Он думал об этом всю дорогу от Пекина. Если не считать дизайна изразцов и живописи, единственное, что он умел делать, это укладывать плитку. Как он убедился, пока писал портрет дона Рикардо, способность творить покинула его, да и во всяком случае место рисовальщика на фабрике изразцов ему не светит. Было бы глупо даже пытаться найти таковое на любой из фабрик Барселоны. Однако никто не мог оспорить его опыт в укладке любого вида керамических деталей, этим он занимался с тех самых пор, как поступил на работу к дону Мануэлю Бельо. Каменщики, привыкшие работать с материалами типа кирпича или камня, не уделяли керамике должного внимания, а изразцы требовали к себе деликатного, чуть ли не любовного отношения. Фабрик было немного, мест рисовальщиков еще меньше, а вот строек – предостаточно; там-то Далмау и найдет себе приличную работу.
С этими мыслями он присоединился к полусотне мужчин, либо нищих, либо безработных, на которых с избытком хватило коек в благотворительном приюте: мягкая средиземноморская весна позволяла многим бездомным ночевать под открытым небом; а может быть, многие лишенные крова уже провели свои три ночи в приюте и вынуждены были как-то перебиваться два месяца, прежде чем снова туда вернуться. У Далмау было три дня, чтобы найти работу, которая позволила бы снять жилье, хотя бы койку в общежитии, и использовать шанс, предоставленный жизнью через посредство trinxeraires. Он съел суп, который разливали монахини; люди, сидевшие с Далмау за одним столом, хлебали шумно и жадно, искоса поглядывая на соседей, не зарятся ли те на чужую порцию.

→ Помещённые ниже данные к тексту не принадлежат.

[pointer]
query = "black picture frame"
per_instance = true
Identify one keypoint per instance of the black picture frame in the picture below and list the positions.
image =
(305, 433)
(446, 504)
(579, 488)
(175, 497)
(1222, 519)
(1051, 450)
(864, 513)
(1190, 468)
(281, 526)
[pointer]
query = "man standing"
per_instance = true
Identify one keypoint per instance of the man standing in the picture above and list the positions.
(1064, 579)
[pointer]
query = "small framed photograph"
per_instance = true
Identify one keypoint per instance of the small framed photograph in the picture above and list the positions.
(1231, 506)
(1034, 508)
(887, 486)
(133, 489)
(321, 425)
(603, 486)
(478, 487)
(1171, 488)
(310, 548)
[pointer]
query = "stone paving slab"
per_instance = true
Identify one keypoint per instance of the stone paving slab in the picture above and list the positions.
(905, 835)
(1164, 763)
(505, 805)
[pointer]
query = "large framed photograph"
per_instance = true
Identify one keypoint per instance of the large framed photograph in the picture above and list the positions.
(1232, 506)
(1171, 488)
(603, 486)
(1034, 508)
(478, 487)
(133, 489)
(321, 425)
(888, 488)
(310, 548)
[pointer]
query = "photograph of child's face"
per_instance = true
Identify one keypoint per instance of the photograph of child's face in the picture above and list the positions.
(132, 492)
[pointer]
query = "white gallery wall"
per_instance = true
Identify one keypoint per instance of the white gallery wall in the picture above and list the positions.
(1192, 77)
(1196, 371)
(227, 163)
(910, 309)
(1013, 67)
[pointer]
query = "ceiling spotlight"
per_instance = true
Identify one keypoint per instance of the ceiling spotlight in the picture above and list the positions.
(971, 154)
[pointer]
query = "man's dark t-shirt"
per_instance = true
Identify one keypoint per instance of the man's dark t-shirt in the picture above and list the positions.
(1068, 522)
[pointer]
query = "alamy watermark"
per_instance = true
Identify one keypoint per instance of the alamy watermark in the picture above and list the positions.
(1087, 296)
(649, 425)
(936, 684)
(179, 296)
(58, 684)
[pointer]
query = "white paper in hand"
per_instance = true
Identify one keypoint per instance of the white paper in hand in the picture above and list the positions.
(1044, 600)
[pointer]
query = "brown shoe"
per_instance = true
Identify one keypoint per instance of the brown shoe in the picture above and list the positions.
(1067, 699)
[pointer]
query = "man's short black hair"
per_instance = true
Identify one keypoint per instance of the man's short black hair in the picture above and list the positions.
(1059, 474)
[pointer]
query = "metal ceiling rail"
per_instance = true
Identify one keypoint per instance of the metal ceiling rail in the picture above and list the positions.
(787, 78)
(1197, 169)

Разбавленное вино Далмау уступил соседу справа. Много раз, по мере того как продвигался портрет дона Рикардо и приближалась его свобода, Далмау со всех сторон обдумывал возможность вернуться к матери. Стоя за мольбертом, Далмау постепенно вспоминал, что случилось той ночью, когда он ворвался в дом, о возвращении куда сейчас думал. Мазок за мазком в сознании оживал эпизод, который он сам, своей волей погрузил в забвение. И наконец увидел мать, лежащую на полу с рассеченной губой после того, как он… он… Его замутило, рот наполнился желчью, пришлось выйти из хижины, чтобы извергнуть реальность, которая и потом не переставала терзать его. Нет. После того как он поднял руку на мать, да, поднял руку, он не посмеет предстать перед Хосефой. Будет трудиться как простой рабочий, чуждый химерам, иллюзиям и надеждам, каких не подобает иметь беднякам, и, может быть, придет день, когда он осмелится попросить у матери прощения. Да простит ли она его? Думая о матери, он заново переживал свое падение: может ли кто-то быть хуже сына, который так обошелся с женщиной, давшей ему жизнь, ласку, заботу, внимание? Как бы не пришлось ему до конца своих дней жить непрощенным.